Hank Paulson, the criminally inept Treasury Secretary who shoveled trillions of taxpayer dollars to insolvent banks, facilitated the grand theft of some near $20 billion dollars from AIG by Goldman Sachs (where he was previously CEO), is attempting to change the narrative of the credit crisis and collapse.
In today’s Washington Post piece, Paulson ignores facts, rewrites history, and fabricates causes of the economic collapse:
“A significant root cause of the crisis was the combined weight of government policies promoting homeownership; these are apparent in the housing GSEs, the Federal Housing Administration (FHA), the Federal Home Loan Banks, the federal tax deduction for mortgage interest and various state programs.

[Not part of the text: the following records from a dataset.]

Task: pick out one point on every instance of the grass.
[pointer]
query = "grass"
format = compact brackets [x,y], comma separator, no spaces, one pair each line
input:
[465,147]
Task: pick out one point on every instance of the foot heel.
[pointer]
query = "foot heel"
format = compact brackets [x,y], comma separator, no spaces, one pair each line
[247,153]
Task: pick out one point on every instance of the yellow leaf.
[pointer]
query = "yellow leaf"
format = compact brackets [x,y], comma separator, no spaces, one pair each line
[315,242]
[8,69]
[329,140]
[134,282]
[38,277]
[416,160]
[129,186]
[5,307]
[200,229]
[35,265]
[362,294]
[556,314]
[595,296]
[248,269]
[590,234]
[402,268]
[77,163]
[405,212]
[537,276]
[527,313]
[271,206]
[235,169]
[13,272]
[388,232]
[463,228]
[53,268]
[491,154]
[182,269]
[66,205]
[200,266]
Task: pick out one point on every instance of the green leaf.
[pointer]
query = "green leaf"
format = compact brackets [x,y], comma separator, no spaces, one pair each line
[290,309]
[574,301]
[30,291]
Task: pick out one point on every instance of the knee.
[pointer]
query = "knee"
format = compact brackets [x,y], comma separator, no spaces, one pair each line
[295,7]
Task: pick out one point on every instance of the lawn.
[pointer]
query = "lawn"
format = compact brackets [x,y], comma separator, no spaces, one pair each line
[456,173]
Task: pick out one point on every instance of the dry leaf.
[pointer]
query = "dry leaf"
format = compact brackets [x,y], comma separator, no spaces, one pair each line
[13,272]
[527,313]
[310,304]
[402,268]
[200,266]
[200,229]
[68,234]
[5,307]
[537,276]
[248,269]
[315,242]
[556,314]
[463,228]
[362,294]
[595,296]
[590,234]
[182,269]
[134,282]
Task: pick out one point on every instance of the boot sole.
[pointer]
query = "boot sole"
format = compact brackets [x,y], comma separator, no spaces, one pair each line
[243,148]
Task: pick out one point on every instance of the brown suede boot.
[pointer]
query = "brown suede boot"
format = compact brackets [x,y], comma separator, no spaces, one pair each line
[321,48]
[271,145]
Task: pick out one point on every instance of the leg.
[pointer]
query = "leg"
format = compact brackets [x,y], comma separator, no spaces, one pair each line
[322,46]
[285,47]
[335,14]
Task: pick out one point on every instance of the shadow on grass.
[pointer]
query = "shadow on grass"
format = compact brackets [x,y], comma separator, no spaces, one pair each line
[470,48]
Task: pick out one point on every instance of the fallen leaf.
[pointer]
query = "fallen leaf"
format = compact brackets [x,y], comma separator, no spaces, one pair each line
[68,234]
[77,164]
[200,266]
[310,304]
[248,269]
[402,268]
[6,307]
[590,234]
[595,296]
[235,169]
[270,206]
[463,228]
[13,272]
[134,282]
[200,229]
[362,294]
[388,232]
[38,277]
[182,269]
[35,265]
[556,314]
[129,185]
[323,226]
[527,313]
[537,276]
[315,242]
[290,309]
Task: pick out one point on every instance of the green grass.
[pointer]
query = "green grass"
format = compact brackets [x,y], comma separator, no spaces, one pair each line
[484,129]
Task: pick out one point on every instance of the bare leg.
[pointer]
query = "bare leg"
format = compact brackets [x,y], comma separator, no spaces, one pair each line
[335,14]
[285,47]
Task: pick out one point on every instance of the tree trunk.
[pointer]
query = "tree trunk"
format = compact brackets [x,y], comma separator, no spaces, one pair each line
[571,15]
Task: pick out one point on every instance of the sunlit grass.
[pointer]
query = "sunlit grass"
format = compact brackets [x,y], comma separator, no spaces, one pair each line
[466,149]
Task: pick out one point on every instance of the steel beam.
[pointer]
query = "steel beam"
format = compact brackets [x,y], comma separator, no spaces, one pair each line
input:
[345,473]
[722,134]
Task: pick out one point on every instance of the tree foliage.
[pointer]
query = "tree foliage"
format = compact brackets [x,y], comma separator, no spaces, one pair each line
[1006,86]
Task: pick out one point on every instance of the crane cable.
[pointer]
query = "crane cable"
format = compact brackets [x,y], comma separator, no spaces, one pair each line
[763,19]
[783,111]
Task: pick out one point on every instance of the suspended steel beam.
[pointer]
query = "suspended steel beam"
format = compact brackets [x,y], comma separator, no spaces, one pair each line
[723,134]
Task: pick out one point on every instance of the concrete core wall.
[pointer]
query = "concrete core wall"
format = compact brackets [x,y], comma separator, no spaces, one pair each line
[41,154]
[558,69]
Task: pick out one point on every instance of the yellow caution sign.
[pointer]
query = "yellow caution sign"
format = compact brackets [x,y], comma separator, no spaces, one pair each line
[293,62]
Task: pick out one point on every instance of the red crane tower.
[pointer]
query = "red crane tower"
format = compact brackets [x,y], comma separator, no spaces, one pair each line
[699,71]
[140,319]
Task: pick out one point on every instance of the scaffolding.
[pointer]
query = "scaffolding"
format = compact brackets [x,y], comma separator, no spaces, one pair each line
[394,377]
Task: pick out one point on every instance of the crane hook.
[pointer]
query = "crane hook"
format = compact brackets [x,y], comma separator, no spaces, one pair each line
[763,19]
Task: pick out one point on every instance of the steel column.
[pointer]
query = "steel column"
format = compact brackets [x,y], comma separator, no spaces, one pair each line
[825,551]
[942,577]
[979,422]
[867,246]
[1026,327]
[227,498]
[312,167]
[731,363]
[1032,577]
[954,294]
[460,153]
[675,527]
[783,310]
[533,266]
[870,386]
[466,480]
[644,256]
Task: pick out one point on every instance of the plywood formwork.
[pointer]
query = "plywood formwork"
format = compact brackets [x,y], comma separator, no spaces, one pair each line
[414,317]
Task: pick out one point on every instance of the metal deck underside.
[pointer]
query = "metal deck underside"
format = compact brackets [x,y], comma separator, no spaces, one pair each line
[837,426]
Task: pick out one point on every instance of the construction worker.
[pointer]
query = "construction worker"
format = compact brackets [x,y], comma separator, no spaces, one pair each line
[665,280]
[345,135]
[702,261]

Homeownership was overstimulated to the point that it was unsustainable and dangerous to the broader economy.”
Let us point out a small problem with Paulson’s rewrite: Throughout the 20th century, interest rates were kept in a realistic range, at least relative to economic growth, by bond traders and the Fed.
At the same time, bank lending standards were based upon historically well founded measures: The borrowers ability to service the debt. Factors that impacted this involved such quaint notions as income, employment history, credit score, other debt obligations, and assets. Further, home loans were based on specific Loan to Value — LTV — meaning that a substantial down payment was actually required. And last, legitimate appraisals were performed at the behest of banks that actually kept these loans on their books for 10 or 20 years — not 30 days.
None of this finds its way into Paulson’s assessment of the causal factors.
How about Alan Greenspan? That is a major systemic risk at the root of the crisis. Greenpan’s tenure as Fed chair was one of irresponsibility and recklessness. His Federal Reserve’s generational low rates set the housing spiral into motion originally. Somehow, Paulson did not see fit to so much as mention Greenspan or the Federal Reserve at all.
Despite repeated warnings by some Fed members, Greenspan directed the Fed to commit nonfeasance — to fail to fulfill its obligation as regulator of lenders. They allowed a proliferation of irresponsible, non-bank subprime mortgage underwriters, who abdicated any and all lending standards. If you really want to find the root causes of the crisis, you begin there. Just don’t look for any mention of subprime lending in Paulson’s commentary. Just as astonishingly, Paulson fails to so much as mention the Federal Reserve’s ultra low rates.
Other things somehow missing from the Paulson commentary? How about the word “derivatives?” Perhaps that might have been a factor? Misaligned Wall Street compensation? Excess Leverage of investment houses? The Repeal of Glass Steagall? The Federal Pre-emption of state lending rules?
Don’t bother looking for any of these either . . . they were not deigned worthy by the former Gioldman Sachs CEO, and are thus omitted from his discussion as well.
Perhaps the former US Treasury Secretary can explain how the world had a global housing boom and bust — countries not covered by the FHA or GSEs. How did THAT happen? Indeed, the boom and bust in the US was smaller than that of many other nations. And the FHA/GSE role in that? Perhaps the former Treasury Secretary can explain the root causes of that.
Paulson oversaw the greatest transfer of wealth in the history of mankind — from taxpayers to insolvent banks and their bondholders. His commentary is thinly veiled attempt to rewrite what actually occurred, and to shift his own sad role from conductor of the theft, to hapless victim of long standing government policy.
If this exercise wasn’t such a transparent attempt at self-exoneration, it would be amusing, Instead, it is merely pathetic.
Paulson’s book on the crisis is “On the Brink.” It should be titled “Too Much to Drink.”